Both uses of the word “work” in the title of this article have quotation marks around them because what qualifies as actual, important, too legit to quit work (with no quotations) is very much in the soul of the laborer. I struggle mightily to answer the simple question: “What do I do for a living?”
To convince some people with money to give me a tiny bit of that scratch so that I can purchase food and pay my rent, I organize circuit boards at a semiconductor company. So I could just say that I work in the tech industry. I do sometimes say that because it’s more vague and cooler sounding than admitting that I really just manage a stockroom; and saying that I “manage” a stockroom is somewhat more impressive than explaining that I’m the only one in that stockroom, so I really just manage myself…and the room, and the circuit boards in the room – but the gadgetry is objectively worth more than I am (for example, my company would get more moolah from their insurance company if all of their stock was randomly destroyed than my family would probably get if I myself was randomly destroyed) so, I guess I’m bossing around some pretty big deals.
Organizing circuit boards is essentially the same as organizing cereal boxes or magazines or sex toys. (I don’t know where anyone reading this might work, so I choose to imagine that everyone reading works at an adult novelty store because it’s somewhat more titillating for me; I also choose to imagine that the stores you work at sell cereal as well as saucy tchotchkes, because that’s titillating and delicious.) An inventory clerk is what I am, and an inventory clerk’s job is kinda-sorta the same regardless of what you’re being asked to store, sort, retrieve; store, sort, retrieve; store, sort, retrieve – be the labels focused on penis puns or decimal points.

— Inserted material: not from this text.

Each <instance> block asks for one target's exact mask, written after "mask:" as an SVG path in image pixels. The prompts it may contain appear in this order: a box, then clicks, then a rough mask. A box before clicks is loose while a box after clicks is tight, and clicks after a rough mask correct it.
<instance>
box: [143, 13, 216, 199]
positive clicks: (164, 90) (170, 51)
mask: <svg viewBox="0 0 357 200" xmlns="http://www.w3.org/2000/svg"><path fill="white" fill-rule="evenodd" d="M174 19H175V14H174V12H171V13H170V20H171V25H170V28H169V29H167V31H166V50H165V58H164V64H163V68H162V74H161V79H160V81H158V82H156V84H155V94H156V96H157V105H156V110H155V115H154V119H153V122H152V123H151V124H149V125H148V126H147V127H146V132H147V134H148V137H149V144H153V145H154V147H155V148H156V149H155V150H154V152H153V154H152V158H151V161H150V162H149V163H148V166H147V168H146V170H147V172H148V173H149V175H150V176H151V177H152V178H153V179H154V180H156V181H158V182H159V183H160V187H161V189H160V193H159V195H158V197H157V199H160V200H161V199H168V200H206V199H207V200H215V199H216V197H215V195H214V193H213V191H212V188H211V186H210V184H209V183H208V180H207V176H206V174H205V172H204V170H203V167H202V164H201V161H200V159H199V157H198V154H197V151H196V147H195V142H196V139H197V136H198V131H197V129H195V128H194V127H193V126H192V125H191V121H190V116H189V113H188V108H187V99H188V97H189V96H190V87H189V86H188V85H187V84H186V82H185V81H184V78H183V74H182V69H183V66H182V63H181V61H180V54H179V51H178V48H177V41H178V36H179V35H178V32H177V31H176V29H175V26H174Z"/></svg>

What do I do for a living to make the living worthwhile? Why, sketch comedy, of course! (really, a number of artistic endeavors, hobbies, and entertaining distractions, like everyone, but this is a sketch comedy blog.) However, I am constantly emotionally constipated by the fact that the first strategic element for “living” demands so much more time and spurs so many more schizophrenic stampedes of stress than the second; although, I increasingly feel as if the second strategy is just as, if not more pressing. What’s the point of gathering numbers in your bank account when you feel like you’re basically just another number yourself? [Stands up on a soapbox balanced precariously on top of a high horse] Is a bunch of numbers exchanging a bunch of numbers all that we are to one another?!
I’m certainly not the first or even the zillionth person to consider such melancholic woe-is-me’s. It’s pretty much the default dilemma of modern mankind. One of the many valid answers to this quandary is that life is likely to continue on past a single depressive moment, and things will, almost certainly, more than likely, eventually, get better. However, following that logic, won’t “things” only get dependably better once I resolve the vexing conflict between what I need to do to meet my basic physical requirements and what I need to do to pursue my “higher” psychological / spiritual needs? Perhaps. Perhaps not. A lot of people seem to think that any consideration of “higher” needs is synonymous with pathetic mewling (especially when it’s other people harping on about it or when they suspect it inconveniences them) and anyways, the work that I don’t care about is good for ideas to use in the work that I do care about.
Work is also good for desks. Which is good for writers. The desk I have at home is seldom useful. It invariably gets cluttered into medusa-victim stasis by any knick knacks that I’ve happened to gather into my pockets, drag home, and then need to find a place to set: spare change, fast food receipts, magazines with pictures of sexy cereals, one-ring-to-rule-them-all’s, scripts from my last rehearsal, etcetera. My desk at work, on the other hand, is kept at a serviceable level of organization. This has the added benefit of making it a very convenient place to write sketches and blogs, which, come to think of it, is what I spend much of my time at my day job doing.
My employer doesn’t know it, but based on an hour by hour analysis, they’ve been paying me to be a sketch comedian this entire time. So, maybe, I’m a more well-balanced employee, creator, and person than I ever thought.